La gentillesse, au lieu d’être un acte libre et désintéressé, devient un devoir, une obligation qui peut mener à l’épuisement, à la dépression, et à un sentiment d’inutilité. En outre, la peur d’être abusé peut entraîner une forme d’autoprotection ; les individus, au lieu d’offrir leur aide, se retranchent derrière des murs émotionnels, renforçant ainsi la solitude et l’isolement.
Comment s’en sortir ?
Pour briser ce cycle, il est essentiel de réévaluer notre perception de la gentillesse. Plutôt que de la considérer comme un signe de faiblesse, nous devrions promouvoir un modèle de bienveillance équilibré, où aider les autres ne se fait pas au détriment de soi-même. Cela nécessite une éducation émotionnelle qui valorise l’empathie tout en enseignant l’importance de poser des limites saines. En encourageant les interactions authentiques, basées sur la réciprocité et le respect mutuel, nous pouvons espérer créer un monde où la gentillesse n’est pas seulement un acte isolé, mais une valeur partagée qui enrichit les relations humaines.
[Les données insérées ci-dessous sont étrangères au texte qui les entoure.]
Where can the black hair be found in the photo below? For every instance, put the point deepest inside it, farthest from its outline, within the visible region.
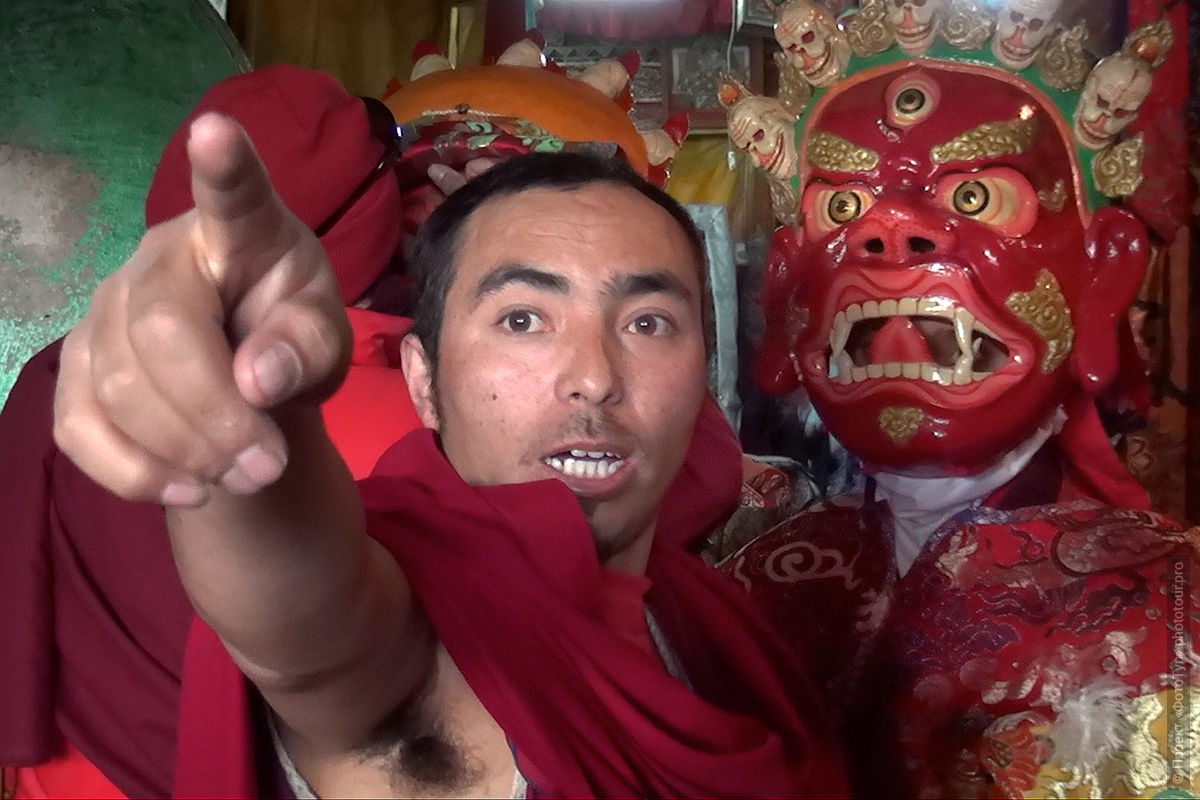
(437, 246)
Racines de la gentillesse pathologique
La gentillesse pathologique peut avoir plusieurs origines. Dans certains cas, elle est le résultat d’une éducation à travers laquelle on enseigne aux enfants que leur valeur dépend de leur capacité à plaire aux autres. Ces enfants apprennent à ignorer leurs propres besoins émotionnels au profit de ceux des autres, ce qui peut les conduire à développer une dépendance à l’approbation externe. D’autres fois, cela peut être le reflet d’une insécurité personnelle ; la gentillesse devient alors un mécanisme de défense, un moyen de gagner l’affection et l’acceptation des autres.
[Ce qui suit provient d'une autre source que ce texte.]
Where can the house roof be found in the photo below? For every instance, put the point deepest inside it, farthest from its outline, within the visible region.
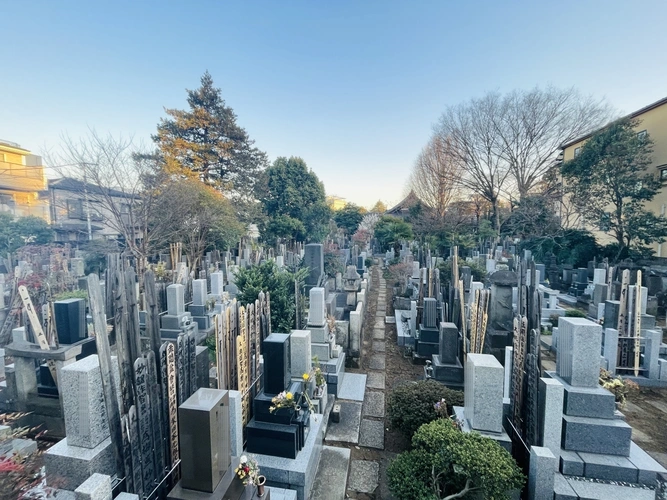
(77, 186)
(406, 203)
(632, 115)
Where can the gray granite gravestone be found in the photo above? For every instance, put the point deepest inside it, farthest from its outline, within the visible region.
(317, 309)
(300, 352)
(578, 358)
(314, 260)
(484, 392)
(203, 423)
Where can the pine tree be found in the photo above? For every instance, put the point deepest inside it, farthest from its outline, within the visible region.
(207, 141)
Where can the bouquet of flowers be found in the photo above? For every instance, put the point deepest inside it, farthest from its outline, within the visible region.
(441, 408)
(248, 470)
(282, 400)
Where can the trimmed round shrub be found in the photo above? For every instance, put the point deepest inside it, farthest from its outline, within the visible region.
(448, 461)
(411, 404)
(409, 476)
Manifestations de la gentillesse pathologique
Les personnes qui incarnent cette forme de gentillesse peuvent dire « oui » à toutes les demandes, même lorsque cela les met en difficulté ou les empêche de s’occuper de leurs besoins. Elles mettent souvent de côté leurs propres intérêts, loisirs et besoins pour se consacrer aux autres, ce qui peut mener à l’auto-négligence. Leur bonheur est souvent conditionné par la reconnaissance et l’approbation des autres, les rendant vulnérables à la manipulation.
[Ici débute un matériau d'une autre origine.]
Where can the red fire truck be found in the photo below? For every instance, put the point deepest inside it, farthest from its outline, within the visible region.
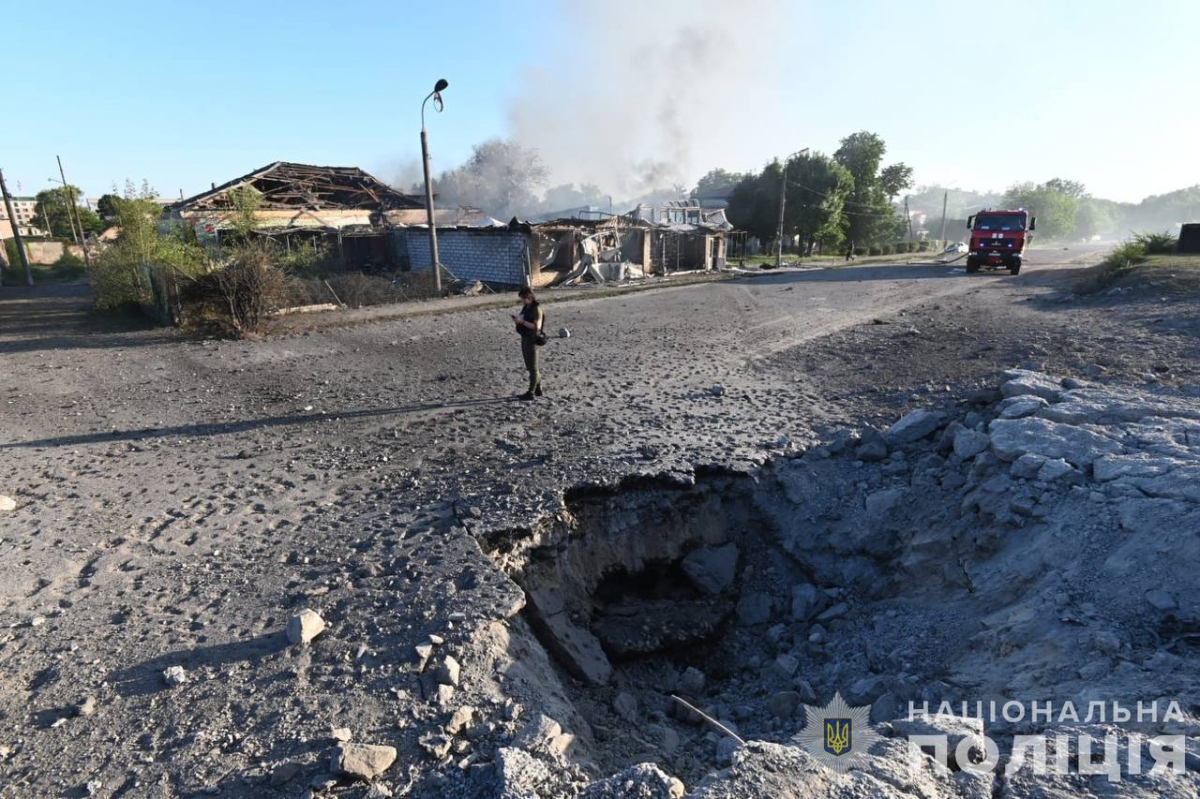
(999, 239)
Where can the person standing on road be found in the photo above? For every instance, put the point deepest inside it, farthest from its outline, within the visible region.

Conséquences psychologiques
Cette gentillesse excessive peut avoir des effets dévastateurs sur la santé mentale. Les personnes qui se consacrent entièrement aux autres peuvent ressentir un vide intérieur, une perte d’identité et une déception face à l’ingratitude ou à l’exploitation. L’effort constant pour plaire aux autres peut mener à un burn-out émotionnel, où l’individu se sent épuisé et dévalorisé. Après avoir donné sans compter, ces personnes peuvent commencer à ressentir de l’amertume, se demandant pourquoi leur gentillesse n’est pas réciproque. Ce ressentiment peut s’accumuler au fil du temps, créant des tensions dans les relations.